Banik tried to contend that once the Apex Court decided that Interest and penalty would also be a part of the liability, the Tribunal should not have absolved the Insurance Company from the liability. This question could be considered by us in an appeal by the owner. The owner did not make any grievance. If we look to paragraph 6 of the decision in the case of Kamla Chaturvedi (Supra), we would find observation of the Apex Court "In that view of the matter contracting out so far as reimbursement of the amount of interest is concerned is not prohibited by a statute. "This decision also considered P.J. Narayan (Supra) and Harshadbhai Amrutbhai Modhiya (Supra). None of the decisions cited by Mr. Banik decided the issue germane before us.

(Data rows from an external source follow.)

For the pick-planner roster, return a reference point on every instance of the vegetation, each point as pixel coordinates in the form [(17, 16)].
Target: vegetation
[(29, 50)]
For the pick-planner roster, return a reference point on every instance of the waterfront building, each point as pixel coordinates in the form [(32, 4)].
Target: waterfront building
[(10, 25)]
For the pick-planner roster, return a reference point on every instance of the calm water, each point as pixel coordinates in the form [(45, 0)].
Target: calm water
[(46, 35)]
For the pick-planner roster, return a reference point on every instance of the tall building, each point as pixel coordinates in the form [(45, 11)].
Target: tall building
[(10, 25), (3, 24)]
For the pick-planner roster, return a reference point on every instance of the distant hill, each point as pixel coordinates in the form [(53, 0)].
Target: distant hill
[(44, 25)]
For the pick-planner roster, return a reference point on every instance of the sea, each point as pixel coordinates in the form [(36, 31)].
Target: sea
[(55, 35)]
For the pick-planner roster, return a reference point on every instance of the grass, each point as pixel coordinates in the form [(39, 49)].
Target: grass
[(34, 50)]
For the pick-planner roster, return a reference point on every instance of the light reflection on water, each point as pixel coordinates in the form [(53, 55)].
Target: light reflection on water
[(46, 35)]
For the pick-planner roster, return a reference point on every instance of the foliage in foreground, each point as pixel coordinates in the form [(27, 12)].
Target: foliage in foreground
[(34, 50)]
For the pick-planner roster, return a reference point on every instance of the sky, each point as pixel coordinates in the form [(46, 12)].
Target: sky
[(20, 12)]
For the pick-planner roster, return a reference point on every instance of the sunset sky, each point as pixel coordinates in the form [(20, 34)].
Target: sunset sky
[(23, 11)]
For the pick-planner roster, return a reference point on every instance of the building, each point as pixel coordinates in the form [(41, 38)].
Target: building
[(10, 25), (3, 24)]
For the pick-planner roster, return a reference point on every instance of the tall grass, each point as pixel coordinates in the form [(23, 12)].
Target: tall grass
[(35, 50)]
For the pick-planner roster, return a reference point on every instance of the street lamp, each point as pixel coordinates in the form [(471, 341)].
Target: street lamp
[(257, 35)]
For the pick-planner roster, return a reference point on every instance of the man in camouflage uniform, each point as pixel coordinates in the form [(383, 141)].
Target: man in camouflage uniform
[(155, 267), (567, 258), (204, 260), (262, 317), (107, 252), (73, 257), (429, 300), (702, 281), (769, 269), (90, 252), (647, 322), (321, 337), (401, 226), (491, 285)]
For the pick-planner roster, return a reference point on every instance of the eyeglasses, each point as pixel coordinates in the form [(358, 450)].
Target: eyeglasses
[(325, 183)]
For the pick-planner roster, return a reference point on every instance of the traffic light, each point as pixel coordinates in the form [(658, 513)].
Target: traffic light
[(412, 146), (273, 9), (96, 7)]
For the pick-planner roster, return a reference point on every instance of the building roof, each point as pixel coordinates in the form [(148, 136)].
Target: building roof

Rather we get a positive answer from Harshadbhai Amrutbhai Modhiya (Supra). In paragraph 24 of this decision the Apex Court observed:- "unlike the claim of the Motor Vehicles Act, the Workmen's Compensation Act does not confer a right on the claimant for compensation under that Act to claim the payment of compensation in its entirety from the insurer himself. The entitlement of the claimant under the Workmen's Compensation Act is to claim the compensation from the employer. As between the employer and the insurer, the rights and obligations shall depend upon the terms of the insurance contract." 4. IN our view, the Tribunal rightly held the owner primarily liable for payment of compensation that does not deserve any interference. We however feel that the Tribunal erred in not awarding any interest on the awarded sum. We hold that the awarded sum would carry interest at the rate of twelve per cent per annum on and from the date of making of the application until payment. The appeal thus succeeds in part and is allowed accordingly to the extent as above. There would be no order as to costs. Urgent Photostat copy will be given to the parties, if applied for.